Weitere organische Abfälle liefern Gemüserüstbetriebe und ein Fruchtsaftproduzent. Die Anlage soll künftig bis zu 30 000 Tonnen Material im Jahr verarbeiten können. Mit der Abwärme heizen die Biobauern im Winter zudem die Gebäude auf dem Hof. «Leider können wir nicht die gesamte Wärme nutzen», bedauert Martina Knoepfel. Die Gemüsegärtnerei, deren riesige Treibhäuser einige Hundert Meter entfernt liegen, hätte zwar Interesse an der umweltfreundlichen Energie, doch der Bau von Leitungen wäre sehr teuer.

Unsichere Finanzierung
Biomasse spielt auch in der Schweizer Energiestrategie 2050 eine wichtige Rolle. Holz, organische Abfälle und Tierexkremente sollen zu einem höheren Anteil erneuerbarer Energien beitragen. Gemäss Angaben des Vereins Biomasse Suisse stellen die bestehenden Biogasanlagen jährlich gut 200 Gigawattstunden Strom her, was dem Jahresverbrauch von rund 60 000 durchschnittlichen Haushalten entspricht. Dazu kommt Energie in Form von Biogas und Abwärme. «Das Potenzial wäre jedoch bedeutend grösser», sagt Geschäftsführer Andreas Utiger. Erst fünf Prozent der anfallenden Menge Gülle und Mist sowie weniger als die Hälfte der Küchen- und Gartenabfälle werden zurzeit energetisch verwertet. Bei der Stromproduktion wäre eine Verdreifachung und bei den Biotreibstoffen eine Verdoppelung möglich, schätzt die Organisation. 

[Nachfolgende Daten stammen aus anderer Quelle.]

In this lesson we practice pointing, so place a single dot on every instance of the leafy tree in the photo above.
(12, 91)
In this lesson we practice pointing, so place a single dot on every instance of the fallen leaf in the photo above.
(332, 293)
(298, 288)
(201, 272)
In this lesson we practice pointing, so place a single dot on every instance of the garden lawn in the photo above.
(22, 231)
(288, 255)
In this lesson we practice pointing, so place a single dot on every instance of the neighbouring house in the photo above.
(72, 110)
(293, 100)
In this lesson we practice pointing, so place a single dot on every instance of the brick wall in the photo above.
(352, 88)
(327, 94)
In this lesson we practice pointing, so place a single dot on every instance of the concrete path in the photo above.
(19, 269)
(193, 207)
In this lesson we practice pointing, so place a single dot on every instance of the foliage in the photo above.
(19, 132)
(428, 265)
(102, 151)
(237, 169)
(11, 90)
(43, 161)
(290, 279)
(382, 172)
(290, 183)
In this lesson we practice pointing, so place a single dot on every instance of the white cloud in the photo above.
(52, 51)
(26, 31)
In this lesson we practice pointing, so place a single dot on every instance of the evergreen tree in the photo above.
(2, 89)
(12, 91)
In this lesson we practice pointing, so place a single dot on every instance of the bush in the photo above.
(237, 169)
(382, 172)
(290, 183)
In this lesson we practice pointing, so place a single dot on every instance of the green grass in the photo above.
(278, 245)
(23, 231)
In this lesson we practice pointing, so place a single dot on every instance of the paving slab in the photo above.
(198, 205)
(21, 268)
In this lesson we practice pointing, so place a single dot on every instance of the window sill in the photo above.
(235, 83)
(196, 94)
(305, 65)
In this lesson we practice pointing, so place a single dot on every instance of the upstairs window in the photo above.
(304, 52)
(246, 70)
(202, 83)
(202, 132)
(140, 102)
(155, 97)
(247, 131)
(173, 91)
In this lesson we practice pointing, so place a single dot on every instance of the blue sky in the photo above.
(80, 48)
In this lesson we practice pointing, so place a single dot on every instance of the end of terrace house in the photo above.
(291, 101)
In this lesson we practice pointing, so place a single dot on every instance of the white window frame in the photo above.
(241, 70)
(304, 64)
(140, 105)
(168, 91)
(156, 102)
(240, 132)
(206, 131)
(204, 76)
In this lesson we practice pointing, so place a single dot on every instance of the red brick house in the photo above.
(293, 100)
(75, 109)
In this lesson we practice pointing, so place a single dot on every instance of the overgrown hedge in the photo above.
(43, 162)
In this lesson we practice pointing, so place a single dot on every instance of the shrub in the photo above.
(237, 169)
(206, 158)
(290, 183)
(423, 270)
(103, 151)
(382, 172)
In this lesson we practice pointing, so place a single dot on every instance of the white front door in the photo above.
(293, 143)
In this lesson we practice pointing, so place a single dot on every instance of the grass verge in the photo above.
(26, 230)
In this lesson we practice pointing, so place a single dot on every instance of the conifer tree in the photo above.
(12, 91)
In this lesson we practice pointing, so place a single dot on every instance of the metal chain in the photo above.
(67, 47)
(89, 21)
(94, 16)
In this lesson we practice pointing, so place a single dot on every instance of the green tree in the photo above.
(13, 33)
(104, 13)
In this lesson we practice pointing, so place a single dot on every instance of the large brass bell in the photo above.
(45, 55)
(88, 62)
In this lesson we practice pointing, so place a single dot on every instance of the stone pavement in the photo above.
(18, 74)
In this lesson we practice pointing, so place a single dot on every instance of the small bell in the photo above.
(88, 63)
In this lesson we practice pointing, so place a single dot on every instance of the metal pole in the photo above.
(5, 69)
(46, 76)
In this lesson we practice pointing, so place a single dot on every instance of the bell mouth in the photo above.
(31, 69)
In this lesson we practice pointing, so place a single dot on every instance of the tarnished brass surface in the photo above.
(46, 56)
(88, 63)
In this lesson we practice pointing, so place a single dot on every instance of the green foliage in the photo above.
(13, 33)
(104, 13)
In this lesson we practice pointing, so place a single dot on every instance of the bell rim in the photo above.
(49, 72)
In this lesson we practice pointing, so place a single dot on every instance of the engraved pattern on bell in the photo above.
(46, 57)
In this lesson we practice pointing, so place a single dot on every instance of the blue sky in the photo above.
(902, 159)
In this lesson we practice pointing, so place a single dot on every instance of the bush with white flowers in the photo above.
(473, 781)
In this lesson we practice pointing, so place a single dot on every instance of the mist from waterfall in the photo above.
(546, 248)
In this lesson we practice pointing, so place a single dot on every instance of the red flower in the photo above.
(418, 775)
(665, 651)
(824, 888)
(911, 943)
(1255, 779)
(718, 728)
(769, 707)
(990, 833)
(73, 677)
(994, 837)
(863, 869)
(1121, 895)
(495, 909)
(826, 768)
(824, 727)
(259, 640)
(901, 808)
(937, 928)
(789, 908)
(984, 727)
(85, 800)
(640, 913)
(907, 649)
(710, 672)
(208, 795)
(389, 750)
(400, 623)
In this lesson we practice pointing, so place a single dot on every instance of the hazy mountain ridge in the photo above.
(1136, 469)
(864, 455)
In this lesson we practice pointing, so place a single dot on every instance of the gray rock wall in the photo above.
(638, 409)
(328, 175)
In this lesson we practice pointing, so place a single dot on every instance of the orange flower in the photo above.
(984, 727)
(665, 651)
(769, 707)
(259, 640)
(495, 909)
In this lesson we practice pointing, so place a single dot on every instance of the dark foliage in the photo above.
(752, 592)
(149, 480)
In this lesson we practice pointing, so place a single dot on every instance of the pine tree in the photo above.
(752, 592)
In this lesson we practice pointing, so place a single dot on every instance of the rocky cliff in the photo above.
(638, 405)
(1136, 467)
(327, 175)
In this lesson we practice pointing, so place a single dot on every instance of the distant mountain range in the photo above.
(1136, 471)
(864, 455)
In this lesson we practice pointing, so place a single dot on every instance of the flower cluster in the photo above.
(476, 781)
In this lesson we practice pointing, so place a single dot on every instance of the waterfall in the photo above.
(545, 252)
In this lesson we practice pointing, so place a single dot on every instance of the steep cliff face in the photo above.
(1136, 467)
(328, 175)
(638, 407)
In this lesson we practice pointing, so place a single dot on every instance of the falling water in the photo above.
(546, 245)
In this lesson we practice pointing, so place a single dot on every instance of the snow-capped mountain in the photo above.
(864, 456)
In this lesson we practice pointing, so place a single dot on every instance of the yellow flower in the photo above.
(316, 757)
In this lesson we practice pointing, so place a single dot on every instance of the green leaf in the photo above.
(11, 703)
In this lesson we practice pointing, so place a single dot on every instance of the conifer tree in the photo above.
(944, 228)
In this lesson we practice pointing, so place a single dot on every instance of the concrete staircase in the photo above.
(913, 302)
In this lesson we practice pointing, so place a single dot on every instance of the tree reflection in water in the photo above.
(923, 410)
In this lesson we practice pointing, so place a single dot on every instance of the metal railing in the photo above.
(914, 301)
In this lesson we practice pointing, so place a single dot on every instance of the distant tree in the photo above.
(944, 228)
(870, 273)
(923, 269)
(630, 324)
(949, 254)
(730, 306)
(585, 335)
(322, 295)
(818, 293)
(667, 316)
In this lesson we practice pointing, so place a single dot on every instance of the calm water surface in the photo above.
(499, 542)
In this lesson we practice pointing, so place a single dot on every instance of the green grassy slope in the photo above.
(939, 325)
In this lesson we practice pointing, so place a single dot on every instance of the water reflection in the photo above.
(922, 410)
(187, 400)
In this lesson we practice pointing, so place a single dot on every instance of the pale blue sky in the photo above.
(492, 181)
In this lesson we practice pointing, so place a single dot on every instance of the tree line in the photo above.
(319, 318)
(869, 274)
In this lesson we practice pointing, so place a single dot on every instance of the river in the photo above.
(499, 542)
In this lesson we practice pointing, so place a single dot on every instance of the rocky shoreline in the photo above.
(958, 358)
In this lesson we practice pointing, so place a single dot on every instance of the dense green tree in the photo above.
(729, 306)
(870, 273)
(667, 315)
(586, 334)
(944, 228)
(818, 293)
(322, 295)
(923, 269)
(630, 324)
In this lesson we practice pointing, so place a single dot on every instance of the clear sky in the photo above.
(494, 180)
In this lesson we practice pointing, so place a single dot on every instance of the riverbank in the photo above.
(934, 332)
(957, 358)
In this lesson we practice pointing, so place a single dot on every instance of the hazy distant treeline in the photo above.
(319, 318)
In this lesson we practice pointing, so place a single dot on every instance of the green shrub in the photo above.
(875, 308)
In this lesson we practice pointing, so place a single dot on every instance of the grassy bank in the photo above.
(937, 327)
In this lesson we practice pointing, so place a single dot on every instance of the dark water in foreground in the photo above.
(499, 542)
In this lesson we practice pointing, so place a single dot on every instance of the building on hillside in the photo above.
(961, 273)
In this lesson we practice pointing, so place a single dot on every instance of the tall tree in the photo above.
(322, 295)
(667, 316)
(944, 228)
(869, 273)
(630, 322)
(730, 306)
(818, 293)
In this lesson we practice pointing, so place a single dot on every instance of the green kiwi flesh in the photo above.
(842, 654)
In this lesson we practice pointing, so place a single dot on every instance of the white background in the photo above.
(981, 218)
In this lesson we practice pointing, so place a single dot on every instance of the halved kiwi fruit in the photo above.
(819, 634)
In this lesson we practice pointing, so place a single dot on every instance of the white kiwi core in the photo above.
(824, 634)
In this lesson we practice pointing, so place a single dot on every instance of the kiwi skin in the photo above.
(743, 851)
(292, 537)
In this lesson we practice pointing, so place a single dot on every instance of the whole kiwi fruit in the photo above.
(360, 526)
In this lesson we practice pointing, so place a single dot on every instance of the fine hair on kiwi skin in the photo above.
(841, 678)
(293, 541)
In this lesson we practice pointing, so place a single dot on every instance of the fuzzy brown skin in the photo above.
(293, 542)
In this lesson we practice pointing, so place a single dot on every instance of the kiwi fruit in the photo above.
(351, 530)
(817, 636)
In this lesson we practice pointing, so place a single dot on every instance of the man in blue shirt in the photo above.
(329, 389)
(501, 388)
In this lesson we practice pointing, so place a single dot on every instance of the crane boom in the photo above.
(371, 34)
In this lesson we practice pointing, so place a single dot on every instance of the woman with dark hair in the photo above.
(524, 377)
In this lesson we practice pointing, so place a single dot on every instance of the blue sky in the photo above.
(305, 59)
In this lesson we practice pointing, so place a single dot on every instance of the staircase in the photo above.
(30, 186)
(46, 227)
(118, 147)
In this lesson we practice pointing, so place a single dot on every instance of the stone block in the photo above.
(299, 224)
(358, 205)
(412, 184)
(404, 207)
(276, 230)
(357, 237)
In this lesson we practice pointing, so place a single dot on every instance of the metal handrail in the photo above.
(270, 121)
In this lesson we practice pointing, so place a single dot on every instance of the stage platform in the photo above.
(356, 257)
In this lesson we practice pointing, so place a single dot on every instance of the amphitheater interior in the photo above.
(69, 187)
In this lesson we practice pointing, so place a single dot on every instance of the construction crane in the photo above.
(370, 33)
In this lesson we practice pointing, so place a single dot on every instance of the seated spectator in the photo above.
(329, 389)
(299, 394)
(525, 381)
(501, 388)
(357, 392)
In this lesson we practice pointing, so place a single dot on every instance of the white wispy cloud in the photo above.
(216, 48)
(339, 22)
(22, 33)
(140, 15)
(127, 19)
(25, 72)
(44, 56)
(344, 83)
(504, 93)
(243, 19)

Während vor rund zehn Jahren viele neue Biogasanlagen gebaut wurden, sei inzwischen eine Stagnation eingetreten, sagt Utiger. Der Grund liege bei der finanziellen Unsicherheit. Denn die kostendeckende Einspeisevergütung (KEV), mit der erneuerbare Energien gefördert werden, ist ein Auslaufmodell. Die letzten Anlagen, die davon profitieren können, müssen in den nächsten drei Jahren ans Netz gehen. «Alle warten nun auf die Nachfolgelösung», sagt Utiger. Die Verzögerung sei ungünstig. Um die Klimaziele zu erreichen, will etwa die Erdgasindustrie ihren Anteil an Biogas für Heizungen bis 2030 auf 30 Prozent erhöhen. Zurzeit liegt er im unteren einstelligen Bereich.

Wer aber bereits früher eine Anlage betrieben hat, kann auch weiterhin von KEV- Zuschüssen profitieren. So auch der Brüederhof. Dennoch lasse sich mit der Anlage nicht viel Geld verdienen, sagt Martina Knoepfel. Bis die Investitionen von mehrere Millionen Franken amortisiert sind, dauere es wohl mindestens zehn Jahre, schätzt sie. «Unsere Hauptmotivation ist der Klimaschutz.»